Krzysztof: Ale skąd w takim razie my wzięliśmy się tutaj jako Żydzi? Z sufitu? Z
rasizmu?
Michał: Wydaje mi się, że rzeczywiście wielu Polaków, których dziadkowie byli
komunistami, nie ma takiego problemu. U nas jest to problem kolektywny, zbiorowy.
Krzysztof: Tak. Prawie wszyscy, którzy tutaj jesteśmy, mamy niestety takich dziadków.
Problem, czy oni robili to jako Żydzi, czy nie jako Żydzi - to jest jedna rzecz, a zarazem
temat na kolejną, bardzo ciekawą dyskusję o ich tożsamości. Natomiast inną sprawą jest
to, że my, jako Żydzi właśnie, powinniśmy się jakoś odnieść do naszych dziadków -
polskich żydowskich komunistów, którzy działali w służbie totalitarnej ideologii. W tym
sensie jest to podobne do faszyzmu. Po drugie była to działalność przeciwko państwu
polskiemu. Myślę, że przed wojną większość z nich uważała, że w interesie Polski byłoby
stanie się kolejną republiką ZSRR, w przeciwieństwie do całej reszty społeczeństwa,
która różniąc się w ocenie władzy była raczej zgodna co do kwestii niepodległości. Po
trzecie, to właśnie oni później brali udział w instalowaniu systemu totalitarnego, bo
przecież żydowscy komuniści byli najbardziej aktywni w latach pięćdziesiątych, kiedy
system ustrojowy PRL zbliżał się do totalitaryzmu. Jestem całkowicie przekonany co do
powyższych tez, jednak istnieje jeszcze jedna kwestia, co do której nie mam pewności,
ale i na nią warto zwrócić uwagę. Żydzi komuniści w gruncie rzeczy funkcjonowali w
aparacie głęboko antysemickim i w partii, która była od początku głęboko antysemicka.

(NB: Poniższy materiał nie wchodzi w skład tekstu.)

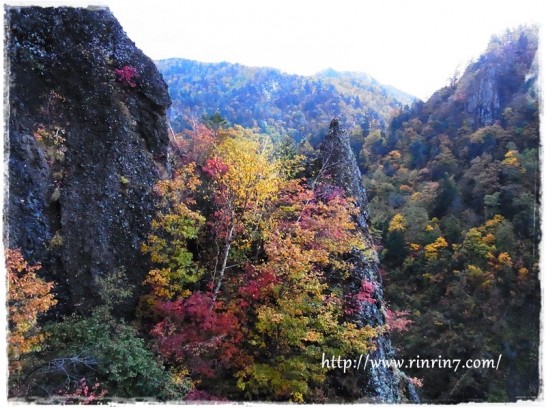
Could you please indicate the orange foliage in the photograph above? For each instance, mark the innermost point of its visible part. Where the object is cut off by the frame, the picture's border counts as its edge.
(28, 296)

Oni osobiście nie krzewili antysemityzmu w Polsce, ale są w jakimś stopniu
odpowiedzialni za działania partii, do której należeli.

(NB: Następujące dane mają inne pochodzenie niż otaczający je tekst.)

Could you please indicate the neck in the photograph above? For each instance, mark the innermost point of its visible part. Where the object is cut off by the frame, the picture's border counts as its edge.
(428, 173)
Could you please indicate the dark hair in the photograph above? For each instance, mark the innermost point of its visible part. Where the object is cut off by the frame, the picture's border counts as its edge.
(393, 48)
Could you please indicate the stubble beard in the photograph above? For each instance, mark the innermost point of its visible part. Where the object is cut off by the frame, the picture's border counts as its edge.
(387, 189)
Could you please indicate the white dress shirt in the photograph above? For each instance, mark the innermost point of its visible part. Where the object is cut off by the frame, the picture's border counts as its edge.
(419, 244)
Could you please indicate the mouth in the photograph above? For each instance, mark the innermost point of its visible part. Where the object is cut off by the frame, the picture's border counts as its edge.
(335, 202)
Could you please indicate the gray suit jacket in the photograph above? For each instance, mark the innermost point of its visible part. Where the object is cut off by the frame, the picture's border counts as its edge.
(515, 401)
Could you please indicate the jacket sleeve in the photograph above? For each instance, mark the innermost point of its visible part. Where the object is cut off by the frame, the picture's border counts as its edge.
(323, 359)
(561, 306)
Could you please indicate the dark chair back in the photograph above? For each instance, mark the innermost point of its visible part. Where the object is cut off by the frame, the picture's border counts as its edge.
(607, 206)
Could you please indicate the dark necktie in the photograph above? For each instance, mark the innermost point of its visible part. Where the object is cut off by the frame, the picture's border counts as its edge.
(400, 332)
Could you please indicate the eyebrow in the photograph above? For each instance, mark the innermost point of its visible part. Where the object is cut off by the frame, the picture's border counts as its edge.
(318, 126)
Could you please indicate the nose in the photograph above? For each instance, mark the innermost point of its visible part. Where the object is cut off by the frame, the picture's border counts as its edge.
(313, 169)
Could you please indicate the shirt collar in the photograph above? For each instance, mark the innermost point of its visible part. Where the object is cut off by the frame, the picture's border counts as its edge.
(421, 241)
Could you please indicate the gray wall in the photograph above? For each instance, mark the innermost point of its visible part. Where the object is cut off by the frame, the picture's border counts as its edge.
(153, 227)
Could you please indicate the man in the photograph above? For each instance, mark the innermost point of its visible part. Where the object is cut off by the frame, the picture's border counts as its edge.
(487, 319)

Robin: Czemu twierdzisz, że PZPR była od samego początku antysemicka?
Krzysztof: Czesław Miłosz napisał "Jest ONR-u spadkobiercą partia" i trudno się z nim
nie zgodzić. Jednym z dowodów na antysemicki charakter systemu komunistycznego
jest pogrom kielecki. Faktycznie, tamtejsza ludność była w wysokim stopniu
antysemicka, ale aparat również maczał ręce w tym mordzie. Żydowscy komuniści
funkcjonujący w tym aparacie czuli, że nie mogą już być Żydami. Tożsamość, która dziś
jest wspólna dla nas, młodych polskich Żydów, nie była podzielana przez naszych
dziadków. Mamy jakby 200% tożsamości - jesteśmy stuprocentowymi Polakami, co dla
nas jest niepodważalne, będąc w równym, niepodważalnym stopniu Żydami. Tożsamość
naszych dziadków była zgoła odmienna. Żydowskość była, w ich rozumieniu, pewnym
felerem i brakiem. Bardzo często pokolenie emigrantów marcowych dowiadywało się o
swoim żydowskim pochodzeniu na krótko przed wyjazdem. To nie jest jedynie
3
dziedzictwem Holocaustu, lecz również efektem funkcjonowania ich rodziców w aparacie
antysemickim.
Piotr: Dotknąłeś w swojej wypowiedzi kolejnego problemu, a mianowicie: w jakim
stopniu wynarodowieni Żydzi w aparacie partyjnym mogli sprzyjać instytucjonalnemu
antysemityzmowi? Na ile powojenny komunizm zaszkodził Żydom samym, czyli ich
współziomkom? Tu przypomina mi się historia mojej rodziny, która była w połowie
komunistyczna, a w połowie syjonistyczna. Jeden z moich wujów, który przyjechał do
Polski w 1946 roku, jako obywatel amerykański, spotkał się po wojnie ze swoim kolegą
szkolnym Jakubem Bermanem, z którym wychowywali się na sąsiednich ulicach. Wuj był
wówczas działaczem syjonistycznym budującym w Palestynie nowe państwo, zaś Jakub
Berman - trzecią osobą w PRL, budującą tutaj nowy system. Zaczęli się więc wykłócać o
paszporty dla Żydów, których wuj chciał wywieźć z Polski - tylu, ilu to tylko było możliwe.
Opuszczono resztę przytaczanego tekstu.